G-banding cytogenetics

G-banding study was carried out on cell lines harvested when cell growth was subconfluent and actively dividing, adding KaryoMAX Colcemid Solution 10 μg/ml (Life Technologies, Rockville, MD, USA). After that, cells were treated with hypotonic solution (postassium chloride, 0.075 M) for 30 minutes at 37°C and were fixed in Carnoy solution. Chromosomes were banded using G-banding technique with Wright solution. All products get at Sigma-Aldrich, St. Louis, MO, USA. A minimum of twenty metaphases per cell line were studied in accordance with the the International Standing Committee on Human Cytogenetic Nomenclature (ISCN) 2013 [25].

Oligonucleotide SNP-array

Genomic DNAs were extracted from cell cultures at time of harvesting the cells using the PureLink Genomic DNA Mini Kit (Life Technologies), according to manufacturer’s protocol. Genomewide high-resolution Single Nucleotide Polymorphisms (SNPs) array CytoScan HD (Affymetrix, Santa Clara, CA, USA) was used containing both SNPs and oligonucleotide probes. Procedures for DNA digestion, ligation, PCR amplification, fragmentation, labelling and hybridization with the arrays were performed according to the manufacture’s protocols (Affymetrix). Copy Number Alterations (CNAs), mosaic/ clonal status, and Loss of Heterozygosity (LOH) were analyzed using Chromosome Analyses Suite (ChAS) Software (Affymetrix).

Results

JEG-3

By karyotyping, chromosome copy number per metaphase was variable ranging to 71-73 chromosomes per cell, which hampered to characterize the karyotype compared with normal human cells. JEG-3 cell line showed a complex karyotype with many structural chromosomal aberrations (in both, control and exposed conditions) listed below: t(4;11)(p15q13), add(7)(p22), add(7)(q36), add(15)(p11), i(13)(q10), del(18)(q21), add(19)(p13) and two marker-chromosomes with material of unknown origin. No differences between exposed and non-exposed JEG-3 cells were found (Figure 1).

steroids-hormonal-science-cells-lines

Figure 1: Representative images of JEG-3 and BeWo chromosomal structural aberrations in both, exposed and non-exposed conditions. *[del(4) (p11)] was found in controls and [add(4)(p14)] in ethanol-exposed condition, only in BeWo cell line. The remaining alterations were found invariable between both conditions in JEG-3 and BeWo cells lines.

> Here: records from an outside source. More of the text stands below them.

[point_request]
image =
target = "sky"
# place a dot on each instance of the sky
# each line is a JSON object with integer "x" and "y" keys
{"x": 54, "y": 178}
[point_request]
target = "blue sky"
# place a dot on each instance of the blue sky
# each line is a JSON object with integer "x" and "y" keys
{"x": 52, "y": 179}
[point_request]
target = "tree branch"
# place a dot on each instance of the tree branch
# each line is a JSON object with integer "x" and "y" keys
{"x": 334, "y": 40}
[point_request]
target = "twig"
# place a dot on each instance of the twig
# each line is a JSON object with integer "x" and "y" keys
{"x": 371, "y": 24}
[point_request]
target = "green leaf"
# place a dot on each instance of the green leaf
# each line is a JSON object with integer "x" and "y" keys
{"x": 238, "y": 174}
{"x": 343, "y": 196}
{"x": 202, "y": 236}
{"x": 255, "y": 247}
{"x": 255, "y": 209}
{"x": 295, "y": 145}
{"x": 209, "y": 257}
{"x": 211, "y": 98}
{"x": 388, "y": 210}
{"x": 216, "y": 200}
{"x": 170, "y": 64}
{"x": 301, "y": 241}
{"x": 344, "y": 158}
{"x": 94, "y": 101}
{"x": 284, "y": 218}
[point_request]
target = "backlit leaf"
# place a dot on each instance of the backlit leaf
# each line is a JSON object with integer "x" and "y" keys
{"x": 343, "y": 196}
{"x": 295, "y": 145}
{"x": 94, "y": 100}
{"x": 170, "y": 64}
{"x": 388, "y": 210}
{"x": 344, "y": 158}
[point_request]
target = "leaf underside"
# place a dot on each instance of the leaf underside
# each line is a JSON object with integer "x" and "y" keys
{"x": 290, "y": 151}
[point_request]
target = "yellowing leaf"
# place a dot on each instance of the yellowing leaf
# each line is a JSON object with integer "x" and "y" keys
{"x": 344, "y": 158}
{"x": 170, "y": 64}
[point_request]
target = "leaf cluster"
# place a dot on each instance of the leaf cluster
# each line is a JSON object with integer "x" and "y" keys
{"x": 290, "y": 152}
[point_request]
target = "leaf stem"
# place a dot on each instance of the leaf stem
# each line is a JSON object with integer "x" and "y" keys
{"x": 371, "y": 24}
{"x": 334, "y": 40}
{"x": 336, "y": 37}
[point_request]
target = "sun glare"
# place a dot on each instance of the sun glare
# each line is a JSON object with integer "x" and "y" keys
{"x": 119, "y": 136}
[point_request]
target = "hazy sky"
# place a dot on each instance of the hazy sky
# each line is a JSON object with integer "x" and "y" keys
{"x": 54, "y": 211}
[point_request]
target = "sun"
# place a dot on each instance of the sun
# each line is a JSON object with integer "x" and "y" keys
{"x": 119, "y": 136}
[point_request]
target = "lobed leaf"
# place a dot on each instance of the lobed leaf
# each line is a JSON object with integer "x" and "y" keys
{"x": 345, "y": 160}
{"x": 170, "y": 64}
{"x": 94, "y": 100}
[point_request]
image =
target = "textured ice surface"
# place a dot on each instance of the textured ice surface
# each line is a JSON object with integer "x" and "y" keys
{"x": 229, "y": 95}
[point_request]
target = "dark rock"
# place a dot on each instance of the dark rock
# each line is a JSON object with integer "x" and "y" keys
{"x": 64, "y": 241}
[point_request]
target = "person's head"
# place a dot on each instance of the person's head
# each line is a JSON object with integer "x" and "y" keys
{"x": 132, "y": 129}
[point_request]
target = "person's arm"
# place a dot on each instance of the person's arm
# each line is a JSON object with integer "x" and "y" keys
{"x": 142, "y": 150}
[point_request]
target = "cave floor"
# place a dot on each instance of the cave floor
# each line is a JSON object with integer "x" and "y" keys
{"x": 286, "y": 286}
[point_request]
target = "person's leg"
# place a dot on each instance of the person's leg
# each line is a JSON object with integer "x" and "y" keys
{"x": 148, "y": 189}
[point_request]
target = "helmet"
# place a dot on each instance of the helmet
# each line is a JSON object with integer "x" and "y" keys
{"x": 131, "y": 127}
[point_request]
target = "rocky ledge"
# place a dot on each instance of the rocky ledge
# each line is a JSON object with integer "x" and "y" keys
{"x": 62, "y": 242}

A total of 16 CNAs were identified by SNP-Array in ethanol exposed cells/nuclei: 11 losses and 5 gains (Table 1).

JEG-3
CNA TYPE CHR. START (BP) END (BP) START (BAND) END (BAND) SIZE (MB)
Loss 1 200873046 202737249 q32.1 q32.1 1864
Gain 1 203997398 204148044 q32.1 q32.1 151
Loss 2 12770 242783384 p25.3 q37.3 242771
Loss 4 63042492 63703335 q13.1 q13.1 661
Gain 5 51443863 53404950 q11.2 q11.2 1961
Loss 5 53452238 136639313 q11.2 q31.2 83187
Loss 5 175576586 177316728 q35.2 q35.2 1740
Gain 7 132417988 159119707 q32.3 q36.3 26702
Loss 8 158048 146295771 p23.3 q24.3 146138
Loss 8 67597724 70184331 q13.1 q13.2 2587
Gain 12 2961266 4667910 p13.33 p13.32 1707
Loss 14 20511672 107285437 q11.2 q32.33 86774
Loss 16 85880 897652 p13.3 p13.3 812
Gain 18 7079983 8192904 p11.31 p11.23 1113
Loss 18 18602260 20472563 q11.1 q11.2 1870
Loss 20 31382737 62915555 q11.21 q13.33 31533
BeWo
CNA TYPE CHR. START (BP) END (BP) START (BAND) END (BAND) SIZE (MB)
Loss 3 84764277 85599114 p12.1 p12.1 835
Gain 4 68345 49093788 p16.3 p11 49025
Gain 7 3258340 4367700 p22.2 p22.2 1109
Gain 7 5002251 10508051 p22.1 p21.3 5506
Gain 9 203861 17076367 p24.3 p22.2 16873

Table 1: Copy number alterations (gains and losses) in ethanol-exposed conditions detected by oligonucleotide SNP-Array. These alterations listed below were only found in exposed cell lines.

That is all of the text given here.